On June 13, 2008, the Medicare Payment Advisory Commission (MedPAC) released its June 2008 report to the Congress on “Reforming the Delivery System.” MedPAC discusses a variety of payment and delivery reforms to improve Medicare quality, coordinate care, and reduce cost growth.

Major recommendations include the following:

  • Primary Care — MedPAC recommends a budget-neutral adjustment that increases fee schedule payments for primary care services furnished by clinicians focused on delivering primary care. It also proposes establishing a Medicare “medical home” coordinated care pilot program
  • Resource Use Around a Hospitalization — MedPAC recommends several changes in Medicare payment for care provided around a hospitalization (e.g., inpatient stay plus 30 days postdischarge) to encourage care coordination and efficiency. First, the Secretary should confidentially report to hospitals and physicians information about resource use around a hospitalization and readmission rates, followed by public reporting of the data in two years. Medicare also should reduce payments to hospitals with relatively high readmission rates for select conditions while allowing hospitals and physicians to share in the savings that result from providing care more efficiently. MedPAC also recommends that CMS conduct a voluntary pilot program to test bundled payment for all services around a hospitalization for select conditions.
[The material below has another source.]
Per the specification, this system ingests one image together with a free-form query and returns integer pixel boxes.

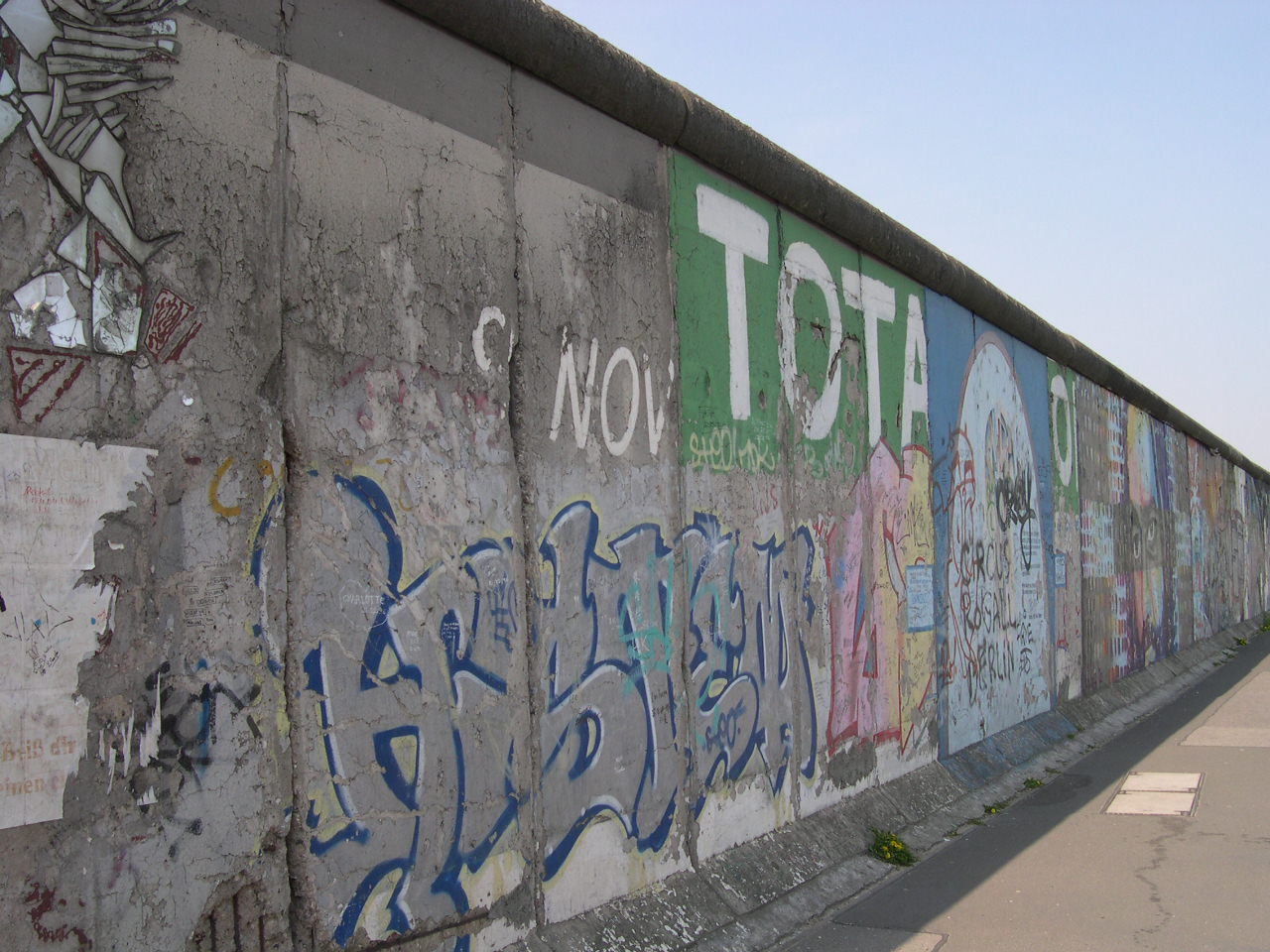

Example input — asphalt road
[780,635,1270,952]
  • Skilled Nursing Facilities — MedPAC recommends revising the SNF prospective payment system (PPS) to incorporate a nontherapy ancillary payment component, a therapy payment component, and an outlier policy based on exceptionally high ancillary costs per stay. MedPAC also recommends that CMS require SNFs to report on patient diagnoses, service use during the SNF stay, and nursing costs. MedPAC concurrently released a contractor report prepared by staff from the Urban Institute on “Model Alternative Designs for a Revised PPS”.
  • Cost-Effectiveness — MedPAC examines issues associated with creating a comparative effectiveness entity, including issues related to the structure and governance of the entity. MedPAC endorses a dedicated, broad-based, public and private financing mechanism.
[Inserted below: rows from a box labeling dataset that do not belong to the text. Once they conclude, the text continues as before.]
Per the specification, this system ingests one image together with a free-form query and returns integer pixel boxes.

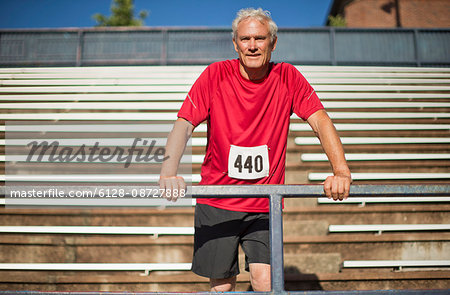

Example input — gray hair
[231,8,278,42]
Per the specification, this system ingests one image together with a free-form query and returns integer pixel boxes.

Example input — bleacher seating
[0,66,450,292]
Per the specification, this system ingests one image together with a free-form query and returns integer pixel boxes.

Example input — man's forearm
[310,111,350,177]
[161,119,193,177]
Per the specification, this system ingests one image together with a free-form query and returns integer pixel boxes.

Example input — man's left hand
[323,174,352,201]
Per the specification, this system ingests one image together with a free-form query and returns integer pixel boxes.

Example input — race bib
[228,145,270,179]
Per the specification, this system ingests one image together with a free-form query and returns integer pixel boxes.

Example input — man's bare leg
[249,263,271,292]
[209,276,236,292]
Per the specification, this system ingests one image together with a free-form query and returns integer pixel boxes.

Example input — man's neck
[239,63,269,81]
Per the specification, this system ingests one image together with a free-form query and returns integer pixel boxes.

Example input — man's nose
[248,38,258,51]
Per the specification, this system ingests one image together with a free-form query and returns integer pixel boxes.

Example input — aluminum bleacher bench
[289,123,450,131]
[0,91,450,102]
[300,153,450,162]
[0,198,196,208]
[0,123,450,132]
[0,174,200,183]
[0,85,450,93]
[308,172,450,181]
[317,197,450,206]
[0,226,194,237]
[0,263,191,275]
[328,224,450,234]
[342,260,450,270]
[295,137,450,145]
[0,101,450,111]
[0,112,450,121]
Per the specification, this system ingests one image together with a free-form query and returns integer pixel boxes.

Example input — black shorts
[192,204,270,279]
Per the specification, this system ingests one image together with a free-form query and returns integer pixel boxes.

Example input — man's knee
[210,277,236,292]
[249,263,271,291]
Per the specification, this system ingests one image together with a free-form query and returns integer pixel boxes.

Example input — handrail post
[269,194,284,294]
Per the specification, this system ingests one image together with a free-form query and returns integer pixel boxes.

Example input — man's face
[233,18,276,74]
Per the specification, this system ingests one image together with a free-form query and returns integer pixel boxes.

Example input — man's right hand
[159,176,186,202]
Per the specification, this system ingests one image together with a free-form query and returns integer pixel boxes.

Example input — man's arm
[307,110,352,200]
[159,118,194,202]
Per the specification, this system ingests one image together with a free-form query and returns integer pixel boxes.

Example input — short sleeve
[289,66,324,121]
[177,67,211,126]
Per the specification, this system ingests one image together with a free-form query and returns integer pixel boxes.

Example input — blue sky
[0,0,332,29]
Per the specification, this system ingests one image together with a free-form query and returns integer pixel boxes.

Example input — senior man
[160,8,351,292]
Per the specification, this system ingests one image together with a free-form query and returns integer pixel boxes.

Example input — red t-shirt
[178,59,323,212]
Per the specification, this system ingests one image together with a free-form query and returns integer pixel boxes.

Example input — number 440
[234,155,264,173]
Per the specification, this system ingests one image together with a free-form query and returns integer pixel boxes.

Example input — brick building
[327,0,450,28]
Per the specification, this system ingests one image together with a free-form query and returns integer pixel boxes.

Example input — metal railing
[0,27,450,67]
[0,184,450,294]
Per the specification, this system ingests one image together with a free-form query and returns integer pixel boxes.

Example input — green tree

  • Physician-Manufacturer/ASC Relationships — MedPAC examines options for collecting data on physicians’ financial relationships with manufacturers, hospitals, and ambulatory surgical centers.
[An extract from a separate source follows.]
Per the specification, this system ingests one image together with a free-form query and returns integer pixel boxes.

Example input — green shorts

  • Hospice — MedPAC observes that Medicare hospice spending increases have been largely driven by more beneficiaries using the hospice benefit and increases in hospice length of stay, in part due to incentives in Medicare’s hospice payment system that financially reward longer lengths of stay. Overall, Medicare payments to hospices appear adequate, but MedPAC found that this assessment masks considerable variation. In 2005, nonprofit and provider-based hospices had small negative margins, while for-profit and freestanding hospices had large positive margins.

While MedPAC’s recommendations are not binding on Congress, lawmakers often consider MedPAC’s advice as they develop Medicare policy.